Mahfud juga menyebutkan dugaan pelaku pembunuhan terhadap dua prajurit TNI dan Badawi adalah KKB. Ia mengatakan temuan tim ini akan diselesaikan lewat proses hukum pidana maupun administrasi negara. Upaya lainnya, kata Mahfud, pemerintah memberi rekomendasi untuk melengkapi daerah yang masih kosong dari aparat pertahanan keamanan organik.
Direktur Yayasan Lembaga Bantuan Hukum Indonesia Asfinawati mengkritik rencana pemerintah untuk menambah jumlah tentara di Papua.
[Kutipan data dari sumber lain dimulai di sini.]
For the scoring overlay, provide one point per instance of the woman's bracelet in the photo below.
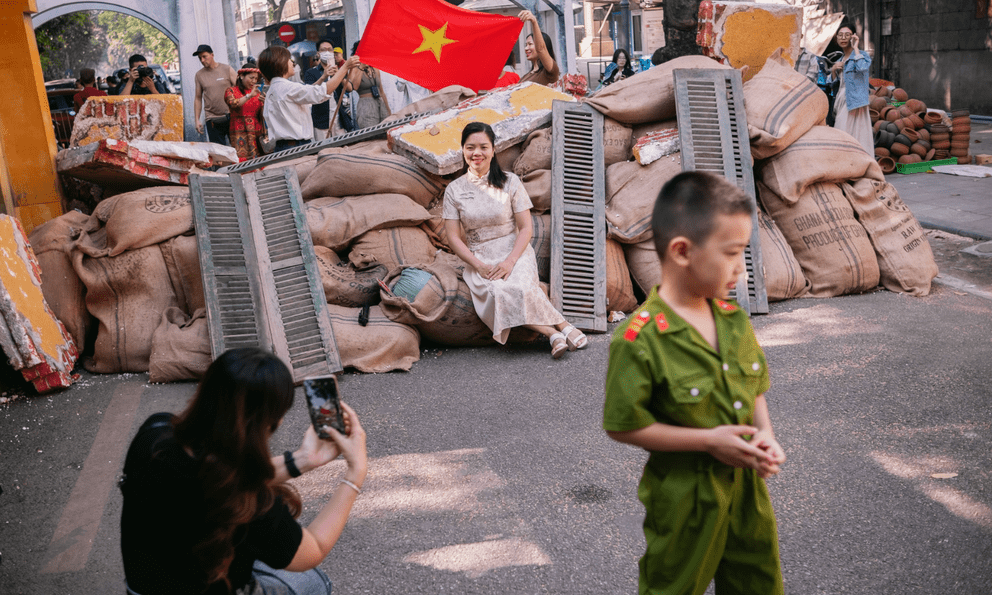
(352, 486)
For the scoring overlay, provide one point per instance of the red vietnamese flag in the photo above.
(435, 44)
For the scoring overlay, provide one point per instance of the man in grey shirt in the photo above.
(211, 82)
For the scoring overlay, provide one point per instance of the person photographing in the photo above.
(207, 509)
Ia mengatakan solusi itu kontraproduktif karena dugaan pelaku pembunuhan Yeremia adalah aparat. "Harusnya justru dievaluasi kebutuhannya apa. Apakah enggak berlebihan (menambah tentara)?” kata dia.
Selain TGPF, Komisi Nasional Hak Asasi Manusia (Komnas HAM) menginvestigasi rentetan pembunuhan di Intan Jaya tersebut. Komisioner Komnas HAM, Choirul Anam, mengatakan investigasi lembaganya berusaha mendetailkan rentetan peristiwa itu. "Tidak hanya menjawab soal siapa pelakunya seperti yang dikasih sinyal oleh Prof Mahfud, kami juga mendetailkan bagaimana insiden itu bisa terjadi," ucapnya.
Ia menjelaskan, lembaganya akan berusaha membuat kasus tersebut menjadi terang. Saat ini Komnas HAM tengah menguji fakta yang ditemukan di lapangan dengan sejumlah ahli. "Ini membutuhkan waktu," ujarnya.
Anam mengatakan kasus kematian Yeremia tidak berdiri sendiri, melainkan ada 18 rentetan peristiwa sebelumnya yang melengkapi kasus tersebut.